Hello,
We have determined that in Splunk 5.0, active UDP inputs cause the main splunkd process to leak memory. The rate of this memory leak appears to be proportional to the rate of data that is being received on the UDP input(s). For that reason, it is possible for a very active UDP input to cause splunkd to eventually exhaust all available memory on the host.
The bug that references this behavior is SPL-58075 and has been added to the list of known issues for Splunk 5.0.
We are actively working towards the release of a fix to this issue in the next few days.
In the meantime, there are four possible work-arounds that we can propose:
Install a 4.3.4 universal forwarder on the same machine that is currently receiving the UDP traffic and migrate the UDP inputs to that instance. The universal forwarder should be configured to send all incoming data to the indexer on the same host.
Where possible customers should switch from sending data via UDP to sending via TCP as it helps to reduce potential data loss and is more in line with best practices for sending network data to Splunk. Be advised that this input removes syslogd event augmentation (e.g. timestamp and hostname pre-pending)
Schedule a restart of the impacted instance(s) at regular intervals to prevent memory exhaustion. This solution is not strongly recommended as it can introduce data loss and kick users out of the system.
Disable UDP inputs. This solution is not recommended since all data from the sending host(s) will be lost.
Hello,
We have determined that in Splunk 5.0, active UDP inputs cause the main splunkd process to leak memory. The rate of this memory leak appears to be proportional to the rate of data that is being received on the UDP input(s). For that reason, it is possible for a very active UDP input to cause splunkd to eventually exhaust all available memory on the host.
The bug that references this behavior is SPL-58075 and has been added to the list of known issues for Splunk 5.0.
We are actively working towards the release of a fix to this issue in the next few days.
In the meantime, there are four possible work-arounds that we can propose:
Install a 4.3.4 universal forwarder on the same machine that is currently receiving the UDP traffic and migrate the UDP inputs to that instance. The universal forwarder should be configured to send all incoming data to the indexer on the same host.
Where possible customers should switch from sending data via UDP to sending via TCP as it helps to reduce potential data loss and is more in line with best practices for sending network data to Splunk.
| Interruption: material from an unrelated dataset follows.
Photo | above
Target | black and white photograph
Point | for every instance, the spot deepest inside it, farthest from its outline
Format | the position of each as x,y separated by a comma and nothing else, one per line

Be advised that this input removes syslogd event augmentation (e.g. timestamp and hostname pre-pending)
Schedule a restart of the impacted instance(s) at regular intervals to prevent memory exhaustion. This solution is not strongly recommended as it can introduce data loss and kick users out of the system.
Disable UDP inputs. This solution is not recommended since all data from the sending host(s) will be lost.
We disabled the Splunk Deployment Monitor app and our memory consumption has been flat ever since.
@richgalloway: Are you running the most recent 5.x version (5.0.2 as of now)? I would typically recommend to use the S.o.S app to track the resource usage of Splunk processes and establish a clear pattern. With that information, you'll want to open a support case to get this investigated further.
We're also running out of memory, but have zero UDP inputs configured. Could there be another source of the leak? We increased our VM from 8GB to 16GB and splunkd used it up in two days.
What types of input do you have, and are you running any special apps? You should probably run a "splunk diag" and include the diag file to the support case.
/k
I upgraded Splunk 4.3.4 to v5 and have a handful of event sources. Apart from restarting the service, the performance hasn't changed a bit. Response time is just the same as well.
yes splunk 5.0 uses more ressources :
But in our case, it may also be a configuration issue, (deployment server, apps, backfill ...)
I'm seeing Similar issues on our Heavy Forwarders. I'll follow the above suggestions and see if that sheds any light!
I am seeing this same issue on one of two indexers after the 5.0 upgrade.
Memory is leaking on one of them (SplunkD process) until fully consumed.
There are some configuration differences between the two. I will troubleshoot this issue some more.
Hi,
I also see a steady increase of memory usage on our search head since the upgrade to v5.0. The indexers and universal forwarders are running fine, though.
To investigate a memory leak,
Then create a support case and attach diag and screenshots, also precise if you turned on special features of 5.0 (like replication or search acceleration)
I have to agree something is causing rapid loss of memory (and not my turning 50 this December!).
We are seeing the same thing since 5.0
4gb system, not that many inputs.... Was running smooth on 4.3.4 but since upgrade exhausted all memory and froze.... Added 2gb extra RAM and while the server started up fine, within 1/2 hour all the ram had been consumed and it was unusable again.
we have had to reboot our V5 indexer twice in the last 24 hours. System crawls to a halt, and looking at the stats, the memory grows in a straight line until all is consumed, and the system effectively stops. We are only taking syslogs from 6 firewalls, and event logs from two windows boxes. The indexer has 8Gb of memory available. It looks like it might be a memory leak.